Anthony Umanzor

Personal information
- Full name: Anthony Orlando Umanzor
- Date of birth: March 29, 2008 (age 18)
- Place of birth: Toronto, Ontario, Canada
- Height: 1.80 m (5 ft 11 in)
- Position: Midfielder

Team information
- Current team: Inter Toronto FC
- Number: 34

Youth career
- 2016–2020: Clarkson Soccer Club
- 2021-2024: Vaughan Azzurri
- 2024: Toronto FC Academy

Senior career*
- Years: Team / Apps / (Gls)
- 2024-2025: Inter Toronto Pathway / 14 / (7)
- 2024–: Inter Toronto FC / 1 / (0)

International career^{‡}
- 2024: Guatemala U17 / 2 / (0)
- 2025: El Salvador U17 / 3 / (0)

= Anthony Umanzor =

Canadian soccer player (born 2008)

Anthony Umanzor (born March 29, 2008) is a footballer player who plays as a midfielder for Inter Toronto FC of the Canadian Premier League. Born in Canada, he represents El Salvador and previously represented Guatemala at the youth level.

== Club career ==
Umanzor played on the youth clubs of Vaughan Azzurri and Toronto FC Academy. He played at the 2022 and 2024 Ontario Summer Games.

=== York United ===
In September 2024, Umanzor signed a development contract with York United FC after joining open tryouts. He would later play with the York United FC Academy for most of the 2025 League1 Ontario Championship season, where he captained the squad and won the academy player of the year.

Umanzor made his professional debut with York United coming off the bench away against Cavalry FC in a 2–1 loss on 8 June 2025. He would receive a yellow card two minutes into his debut.

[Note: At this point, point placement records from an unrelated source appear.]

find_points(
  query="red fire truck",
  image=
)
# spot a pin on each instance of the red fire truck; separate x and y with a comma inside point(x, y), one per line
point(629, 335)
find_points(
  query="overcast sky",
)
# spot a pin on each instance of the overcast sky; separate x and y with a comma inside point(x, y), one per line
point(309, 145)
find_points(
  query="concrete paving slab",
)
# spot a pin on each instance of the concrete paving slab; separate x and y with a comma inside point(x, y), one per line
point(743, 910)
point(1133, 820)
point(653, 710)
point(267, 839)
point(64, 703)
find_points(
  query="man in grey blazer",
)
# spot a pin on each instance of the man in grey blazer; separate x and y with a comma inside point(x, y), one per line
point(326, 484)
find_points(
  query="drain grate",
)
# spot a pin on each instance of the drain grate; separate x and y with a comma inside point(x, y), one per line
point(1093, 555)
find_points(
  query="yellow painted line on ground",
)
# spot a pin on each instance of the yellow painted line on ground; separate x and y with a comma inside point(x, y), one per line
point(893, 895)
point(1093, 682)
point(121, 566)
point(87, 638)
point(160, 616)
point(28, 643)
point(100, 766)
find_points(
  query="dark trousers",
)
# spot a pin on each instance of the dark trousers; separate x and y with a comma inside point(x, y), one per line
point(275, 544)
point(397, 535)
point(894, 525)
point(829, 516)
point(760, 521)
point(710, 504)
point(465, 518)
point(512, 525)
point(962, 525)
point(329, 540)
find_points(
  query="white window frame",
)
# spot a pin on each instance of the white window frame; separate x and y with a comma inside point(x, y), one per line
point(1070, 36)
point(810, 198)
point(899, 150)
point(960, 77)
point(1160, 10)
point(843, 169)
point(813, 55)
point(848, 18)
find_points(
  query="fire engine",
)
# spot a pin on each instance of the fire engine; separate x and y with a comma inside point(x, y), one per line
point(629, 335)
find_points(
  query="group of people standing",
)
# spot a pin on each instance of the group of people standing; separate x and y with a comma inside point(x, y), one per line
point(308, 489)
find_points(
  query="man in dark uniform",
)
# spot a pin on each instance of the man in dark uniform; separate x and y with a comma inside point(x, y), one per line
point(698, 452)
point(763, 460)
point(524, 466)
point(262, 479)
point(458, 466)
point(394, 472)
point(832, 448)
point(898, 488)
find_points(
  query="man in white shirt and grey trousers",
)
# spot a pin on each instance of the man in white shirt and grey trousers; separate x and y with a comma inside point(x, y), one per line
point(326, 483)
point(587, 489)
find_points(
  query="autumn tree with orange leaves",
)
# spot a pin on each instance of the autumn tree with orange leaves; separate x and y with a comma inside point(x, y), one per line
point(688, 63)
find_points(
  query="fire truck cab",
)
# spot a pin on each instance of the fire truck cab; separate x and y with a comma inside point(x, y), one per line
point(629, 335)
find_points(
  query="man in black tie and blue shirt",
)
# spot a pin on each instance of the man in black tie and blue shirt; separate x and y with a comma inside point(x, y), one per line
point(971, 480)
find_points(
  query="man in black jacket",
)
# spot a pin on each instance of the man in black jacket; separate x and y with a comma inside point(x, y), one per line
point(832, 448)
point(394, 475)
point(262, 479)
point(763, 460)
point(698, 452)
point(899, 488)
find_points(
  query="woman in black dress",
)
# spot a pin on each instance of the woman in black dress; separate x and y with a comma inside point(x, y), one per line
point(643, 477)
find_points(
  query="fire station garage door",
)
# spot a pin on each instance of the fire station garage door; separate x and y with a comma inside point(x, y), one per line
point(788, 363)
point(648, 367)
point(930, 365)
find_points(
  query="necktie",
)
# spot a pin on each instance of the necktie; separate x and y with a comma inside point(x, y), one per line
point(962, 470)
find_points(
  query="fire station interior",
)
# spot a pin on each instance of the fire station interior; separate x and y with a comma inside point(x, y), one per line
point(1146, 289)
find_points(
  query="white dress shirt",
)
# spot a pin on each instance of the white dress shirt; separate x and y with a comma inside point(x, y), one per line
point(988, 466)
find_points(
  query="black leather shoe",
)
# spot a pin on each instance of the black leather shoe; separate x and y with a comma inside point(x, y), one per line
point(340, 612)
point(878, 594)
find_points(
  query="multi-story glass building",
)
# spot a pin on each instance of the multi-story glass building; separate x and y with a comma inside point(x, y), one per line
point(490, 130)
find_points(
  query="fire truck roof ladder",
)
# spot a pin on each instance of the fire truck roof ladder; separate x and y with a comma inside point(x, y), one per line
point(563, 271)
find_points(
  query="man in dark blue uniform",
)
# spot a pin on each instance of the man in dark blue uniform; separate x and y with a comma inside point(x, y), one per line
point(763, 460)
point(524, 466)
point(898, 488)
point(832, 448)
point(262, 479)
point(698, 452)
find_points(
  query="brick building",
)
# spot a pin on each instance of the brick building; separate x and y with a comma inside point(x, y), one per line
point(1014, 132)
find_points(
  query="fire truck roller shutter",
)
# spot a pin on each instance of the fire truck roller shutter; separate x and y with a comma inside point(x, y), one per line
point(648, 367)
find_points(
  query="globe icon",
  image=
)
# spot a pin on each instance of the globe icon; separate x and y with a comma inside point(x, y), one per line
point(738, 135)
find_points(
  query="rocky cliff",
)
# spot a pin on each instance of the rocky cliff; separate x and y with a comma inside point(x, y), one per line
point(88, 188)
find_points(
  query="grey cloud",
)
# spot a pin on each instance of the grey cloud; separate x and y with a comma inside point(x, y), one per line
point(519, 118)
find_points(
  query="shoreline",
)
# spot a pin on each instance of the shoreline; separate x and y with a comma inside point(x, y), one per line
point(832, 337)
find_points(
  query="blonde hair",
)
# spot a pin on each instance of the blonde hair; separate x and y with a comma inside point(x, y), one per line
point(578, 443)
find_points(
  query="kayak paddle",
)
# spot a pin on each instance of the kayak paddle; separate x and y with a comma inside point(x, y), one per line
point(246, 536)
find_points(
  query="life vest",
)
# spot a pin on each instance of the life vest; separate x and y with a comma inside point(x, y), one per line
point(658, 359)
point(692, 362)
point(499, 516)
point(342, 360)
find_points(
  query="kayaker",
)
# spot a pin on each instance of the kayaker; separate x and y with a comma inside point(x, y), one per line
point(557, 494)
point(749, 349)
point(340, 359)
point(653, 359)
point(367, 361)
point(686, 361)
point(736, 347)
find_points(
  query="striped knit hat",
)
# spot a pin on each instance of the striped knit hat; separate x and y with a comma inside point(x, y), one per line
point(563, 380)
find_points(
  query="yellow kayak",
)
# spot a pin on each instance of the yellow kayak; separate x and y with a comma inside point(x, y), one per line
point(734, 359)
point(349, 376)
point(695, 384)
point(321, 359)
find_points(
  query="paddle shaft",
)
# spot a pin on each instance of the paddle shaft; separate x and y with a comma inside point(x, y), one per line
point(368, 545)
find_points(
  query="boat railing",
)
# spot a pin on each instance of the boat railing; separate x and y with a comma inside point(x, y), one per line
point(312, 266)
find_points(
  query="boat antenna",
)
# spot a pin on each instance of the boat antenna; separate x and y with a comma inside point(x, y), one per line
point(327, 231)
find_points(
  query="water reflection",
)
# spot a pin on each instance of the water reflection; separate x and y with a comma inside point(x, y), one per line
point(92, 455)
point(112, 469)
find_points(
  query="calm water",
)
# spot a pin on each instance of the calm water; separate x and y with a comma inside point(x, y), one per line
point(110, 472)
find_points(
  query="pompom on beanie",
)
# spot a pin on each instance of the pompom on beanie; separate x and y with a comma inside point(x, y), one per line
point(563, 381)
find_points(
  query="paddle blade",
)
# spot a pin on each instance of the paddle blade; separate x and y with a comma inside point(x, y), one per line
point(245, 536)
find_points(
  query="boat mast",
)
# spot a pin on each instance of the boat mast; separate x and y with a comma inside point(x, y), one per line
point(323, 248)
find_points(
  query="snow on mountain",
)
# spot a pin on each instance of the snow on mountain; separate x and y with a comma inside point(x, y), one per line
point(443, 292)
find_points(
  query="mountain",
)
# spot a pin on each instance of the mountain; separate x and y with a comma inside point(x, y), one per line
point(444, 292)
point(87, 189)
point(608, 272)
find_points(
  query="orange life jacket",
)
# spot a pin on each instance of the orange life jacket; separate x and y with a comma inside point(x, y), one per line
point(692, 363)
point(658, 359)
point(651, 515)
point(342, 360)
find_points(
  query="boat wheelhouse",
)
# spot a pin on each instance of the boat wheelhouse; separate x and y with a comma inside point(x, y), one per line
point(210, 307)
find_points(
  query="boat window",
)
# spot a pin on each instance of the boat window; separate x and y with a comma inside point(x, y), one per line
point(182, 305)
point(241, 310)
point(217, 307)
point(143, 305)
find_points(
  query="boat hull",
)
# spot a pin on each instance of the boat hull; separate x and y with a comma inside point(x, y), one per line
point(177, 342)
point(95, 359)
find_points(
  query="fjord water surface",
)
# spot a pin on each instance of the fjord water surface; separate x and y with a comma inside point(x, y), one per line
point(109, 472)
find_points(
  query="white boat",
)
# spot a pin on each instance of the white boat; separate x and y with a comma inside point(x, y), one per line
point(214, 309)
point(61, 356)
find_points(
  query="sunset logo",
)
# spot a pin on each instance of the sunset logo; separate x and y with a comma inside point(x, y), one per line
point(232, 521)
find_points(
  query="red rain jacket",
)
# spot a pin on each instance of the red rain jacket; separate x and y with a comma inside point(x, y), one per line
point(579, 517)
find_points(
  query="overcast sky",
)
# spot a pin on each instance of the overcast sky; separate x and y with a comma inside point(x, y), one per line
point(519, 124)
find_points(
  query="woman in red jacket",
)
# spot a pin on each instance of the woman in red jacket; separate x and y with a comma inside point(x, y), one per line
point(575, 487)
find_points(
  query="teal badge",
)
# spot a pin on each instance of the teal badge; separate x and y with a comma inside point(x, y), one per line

Umanzor then went on to play for Team Ontario at the 2025 Canada Summer Games in St. John's, Newfoundland and Labrador.

On 15 October 2025, Umanzor signed an Exceptional Young Talent Standard Player Contract with York United, to take effect on 1 January 2026, with club options for 2028 and 2029.

== International career ==

=== Guatemala ===
On 1 November 2024, Vaughan Azzurri announced Anthony Umanzor had been called up to the Guatemala U17 national team. He made an appearance against Costa Rica in a behind closed doors friendly on 24 November which ended 0–0.

=== El Salvador ===
On 29 October 2025, Umanzor was selected for the El Salvador squad in the 2025 FIFA U-17 World Cup. He made his debut against North Korea in El Salvador's opening match of the tournament on 4 November 2025, and he would go on to play every minute of the three games El Salvador played before being eliminated in the group stage.